Finally, we used the population branch statistics (PBS) to identify 121 candidate genes selected by Scythian breeders (table S14). As segmental duplications affect patterns of sequence variation, we filtered copy number variations (CNVs) (fig. S13) and found significant functional enrichment for development of the anteroposterior axis and carpal bones (hypergeometric test, adjusted P values ≤ 0.0438) (tables S18 and S23). Genes expressed in the pectoral appendage apical ectodermal ridge, the tibia, the clavicle, and the radius bone, were also overrepresented (tables S21 and S25). This finding is consistent with the increased robustness measured on Berel’ metacarpals (and in other Altay Scythian horses), compared with present-day Mongolian horses (9).

Breast and mammary glands also appeared functionally overrepresented, together with the posterior pituitary, which produces the neurohypophysal hormones oxytocin and vasopressin (hypergeometric test, adjusted P ≤ 0.0493) (tables S18 and S23). Although the former is involved in uterine contraction, lactation, and social bonding between humans and dogs (20), the latter stimulates water retention. Genes transcribed in the urothelium and kidney vasculature were enriched among the tissues where the selection candidates are expressed (table S21). Altogether, these findings suggest that Scythians may have favored gene variants facilitating horse milking, which was practiced since ~5.5 ka (1), and minimizing water loss, an advantage in dry steppe areas where daily water sources are scarce.

The 14 ancient genomes reported here have strong implications for the horse domestication process. First, it has recently been discovered that a now-extinct lineage of wild horses existed in the Arctic until at least ~5.2 ka and significantly contributed to the genetic makeup of present-day domesticates (14, 15). The timing of the underlying admixture event(s) is, however, unknown. Using D statistics, we confirmed that this extinct lineage shared more derived polymorphisms with the Sintashta and especially Scythian horses than with present-day domesticates (Fig. 2B). The domestic horse lineage, thus, experienced a net loss of archaic introgressed tracts within the past ~2.3 ky.
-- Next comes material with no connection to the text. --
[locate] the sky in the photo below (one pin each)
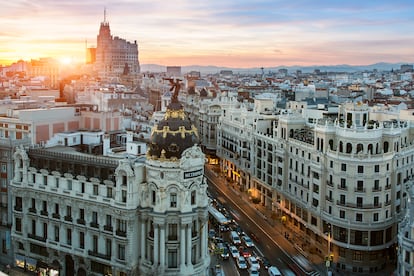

Furthermore, predomestication horses carry fewer deleterious mutations than present-day domesticates (14). This suggested that the demographic collapse associated with domestication reduced the efficacy of purifying selection in filtering out deleterious alleles. However, using phyloP scores (21) as proxies for the fitness consequences of mutations, we found lower mutational loads in Sintashta and Scythian horses than in both present-day horses and previously sequenced predomestication genomes (14, 15) (Fig. 2C). This pattern was not driven by differences in genome coverage (fig. S29). Therefore, the excess of deleterious mutations in present-day horses—functionally overrepresented in open wounds (hypergeometric test, adjusted P = 0.0402), seizures (0.0390), and dementia (0.0197)—is likely not a consequence of early domestication but of the past ~2.3 ky of breeding.

Our data challenge the evolutionary paradigm that the domestic horse lineage was founded by a limited number of stallions and constantly restocked through mares. The mitochondrial diversity of present-day horses is similar to that of Berel’ horses, both in terms of nucleotide diversity (π in Fig. 2D) and haplotypes spread across the entire mitochondrial tree (figs. S3 and S5). For the Y chromosome, Scythian horses showed a 9.45-fold increase in π (Fig. 2D) and many additional haplotypes compared with the few segregating in present-day domesticates (Fig. 2A). This is in agreement with the divergent Scythian haplotype previously reported (22) and reveals a large diversity of domestic male founders taking part in early domestication. The reduction in the stallion population size during the past ~2.3 ky also resulted in a severe decline in the overall effective population size, as reflected by the reduced autosomal π within present-day horses (Fig. 2D). It did not, however, affect the X-to-autosomal diversity (π) ratio, which remains below the 0.75 random mating expectation and is similar in both Berel’ and present-day domesticates (~0.55 to 0.60). Present-day domesticates, however, lost diversity for the X chromosome, especially within a ~13-Mb region also showing high fixation index (FST) values with Berel’ horses (fig. S14) and enriched in genes associated with intellectual disability (hypergeometric test, adjusted P = 0.0032); behavior (0.0002 to 0.0032); and long fingers (0.0016) (tables S17 and S20).

We developed a statistical framework to identify the genetic changes selected before the divergence between Berel’ horses and present-day domesticates, a period encompassing the beginning and early stages of domestication. The method exploits a population tree and levels of exclusively shared derived (LSD) polymorphisms within predefined groups of individuals (fig. S30). Using forward simulations under eight selective regimes, LSD can detect selection within the timeframe of horse domestication (figs. S31 to S33).

We applied LSD for the seven Berel’ horses with highest genome coverage (table S15) and the tree retrieved from patterns of genome-wide variation, showing the Sintashta and Scythian horses as basal to the lineage of domesticates, with Berel’ horses forming a monophyletic group (Fig. 3A). This topology was confirmed with outgroup f3-statistics placing Berel’ horses equidistant to all present-day domesticates (fig. S8).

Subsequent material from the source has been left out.